When asked, "Do you know where you are right now?" of some of my less oriented patients I've heard: "a barn", "a birthday party", "a bus", "a sex lab", and "Serbia" to name a few incorrect responses.

One of the unique aspects of nursing is the intimate moments you sometimes share with your patients. I've heard admissions of hatred of family members, revelations of sexual exploits, and of course there's the usual cleaning of butts, weenies, and va-jay-jays... It's kind of like being the bartender at a pub your patrons never wanted to come to (and often times don't even know they're at).

Thursday, November 3, 2011

Compassion Fatigue

"Compassion fatigue (also known as a secondary traumatic stress disorder) is a condition characterised by a gradual lessening of compassion over time. It is common among trauma victims and individuals that work directly with trauma victims. It was first diagnosed in nurses in the 1950s.

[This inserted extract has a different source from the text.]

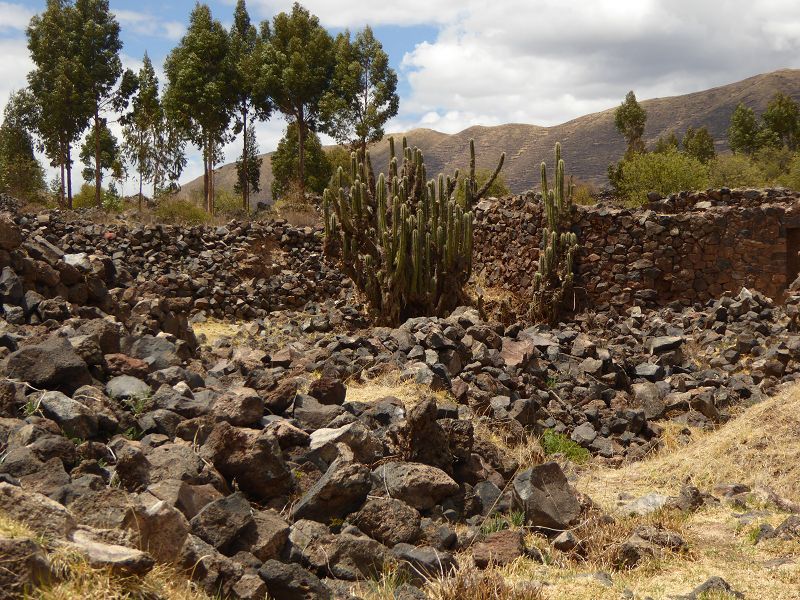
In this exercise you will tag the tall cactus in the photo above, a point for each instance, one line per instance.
(406, 242)
(553, 282)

Sufferers can exhibit several symptoms including hopelessness, a decrease in experiences of pleasure, constant stress and anxiety, and a pervasive negative attitude. This can have detrimental effects on individuals, both professionally and personally, including a decrease in productivity, the inability to focus, and the development of new feelings of incompetency and self doubt."
You hear a lot of talk about compassion fatigue in nursing and I feel like I've seen it. We had a patient from another country who was involved in a serious car accident while on vacation in the US in which a relative of the patient died. The patient was on our unit for several weeks and I would often hear nurses complain about how needy or whiny the patient was. I know I'm new (and I hope this doesn't explain my empathy) but imagine yourself in a hospital in a foreign country where you don't speak the language, you're in a pretty good amount of pain from your injuries, and you've just lost a loved one to boot. I think I'd be pretty needy too.
I wonder why with experience and exposure to patients with acute or chronic pain it seems we become detached from the moment and start to see the patient as a just a complainer. After watching a patient sobbing in pain with tears streaming down their face this week, asking themselves and me why God would do this to a person, it never crossed my mind that this patient was a whiner and I hope it never does.